Our first Streamlit app

Rapidly Prototyping with AI

I’ve been teaching a class through Pearson on LLMs and ChatGPT with an emphasis on empowering non-coders to learn how to prompt, build test harnesses, and rapidly prototype with LLMs. On our last day I introduced Streamlit, a super simple way to build super quick and dirty prototypes. The goal was to give my students a way to share their prototypes with people with minimal coding. I figured, why not also show the same example here!

Our wine recommending app prototype, complete with a explicit feedback mechanism

Streamlit is super simple and honestly with fewer than 100 lines of code, we can be done with our prototype. Let’s start strong and see the final app, found here on github:

A wine recommending app

# Import necessary libraries
import random

import openai
import streamlit as st
from datasets import load_dataset
from supabase import create_client

# Set API Key
openai.api_key = st.secrets["OPENAI_API_KEY"]


# Initialize DB connection once
@st.cache_resource
def init_connection():
    return create_client(st.secrets["SUPABASE_URL"], st.secrets["SUPABASE_KEY"])


supabase = init_connection()

# System prompt for OpenAI API
system_prompt = '''You are a wine bot that helps clients understand what kind of wine they want. Given a list of wines and a description of the client, tell me what wines they want by giving me the names of the wines. Include a reason preceding each pick to explain to the user why they might like it.
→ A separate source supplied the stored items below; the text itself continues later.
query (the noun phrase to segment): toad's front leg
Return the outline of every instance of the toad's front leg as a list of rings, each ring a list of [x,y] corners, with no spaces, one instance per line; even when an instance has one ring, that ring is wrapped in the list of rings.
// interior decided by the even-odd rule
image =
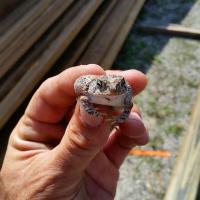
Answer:
[[[124,99],[124,110],[121,115],[116,118],[116,124],[123,123],[129,116],[131,109],[133,107],[132,103],[132,88],[131,86],[127,87],[126,97]]]
[[[122,114],[117,116],[117,118],[115,120],[116,121],[115,123],[116,124],[123,123],[128,118],[132,107],[133,107],[133,103],[132,102],[129,102],[128,104],[126,104],[124,106],[124,110],[123,110]]]
[[[90,114],[90,115],[93,115],[93,116],[100,116],[101,113],[98,112],[92,105],[92,103],[90,102],[90,99],[88,96],[81,96],[79,98],[79,101],[80,103],[82,104],[83,108],[85,109],[85,111]]]

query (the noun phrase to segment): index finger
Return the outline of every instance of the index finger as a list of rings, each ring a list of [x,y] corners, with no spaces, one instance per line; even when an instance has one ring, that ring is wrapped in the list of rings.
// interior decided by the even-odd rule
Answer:
[[[103,75],[105,71],[95,64],[81,65],[47,79],[32,97],[25,115],[39,122],[60,122],[76,102],[75,80],[87,74]]]

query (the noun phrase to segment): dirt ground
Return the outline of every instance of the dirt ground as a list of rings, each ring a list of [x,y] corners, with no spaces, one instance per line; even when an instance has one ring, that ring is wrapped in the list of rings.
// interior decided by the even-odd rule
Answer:
[[[150,135],[141,148],[172,155],[128,156],[116,200],[163,199],[200,86],[200,40],[142,33],[138,27],[175,23],[200,28],[199,10],[200,0],[147,0],[114,64],[147,73],[148,87],[135,97]]]

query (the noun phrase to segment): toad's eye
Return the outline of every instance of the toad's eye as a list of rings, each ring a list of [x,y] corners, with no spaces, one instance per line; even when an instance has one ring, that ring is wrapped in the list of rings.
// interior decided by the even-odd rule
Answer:
[[[125,82],[125,80],[124,80],[124,78],[120,81],[120,86],[125,86],[125,84],[126,84],[126,82]]]
[[[97,86],[100,90],[105,90],[106,88],[106,83],[104,83],[103,81],[101,80],[97,80]]]
[[[97,85],[98,85],[99,88],[102,88],[103,87],[103,81],[97,80]]]
[[[122,79],[117,85],[116,85],[116,93],[121,94],[124,91],[126,91],[126,82],[124,79]]]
Give me the information  as a numbered list of wines with reasons why they might like it.'''


# Cache wine dataset once
@st.cache_resource
def load_wines():
    wine_dataset = load_dataset("alfredodeza/wine-ratings")
    return list(wine_dataset['train'])  # only use train set for now


# Convert wine to string
def convert_wine_to_string(wine):
    return f'{wine["name"]} is from {wine["region"]} and is a {wine["variety"]}. {wine["notes"]}'


# Update reaction in DB
def react_to_row(row, reaction):
    supabase.table("response").update(
        {"reaction": reaction or None}, returning="minimal"
    ).eq("id", row['id']).execute()


# User input elements
user_description = st.text_input("Describe the client",
                                 "The client likes red wine and is looking for a wine to drink with dinner.")
n = st.number_input("How many wines to pull from the cellar?", min_value=1, max_value=10, value=3, step=1)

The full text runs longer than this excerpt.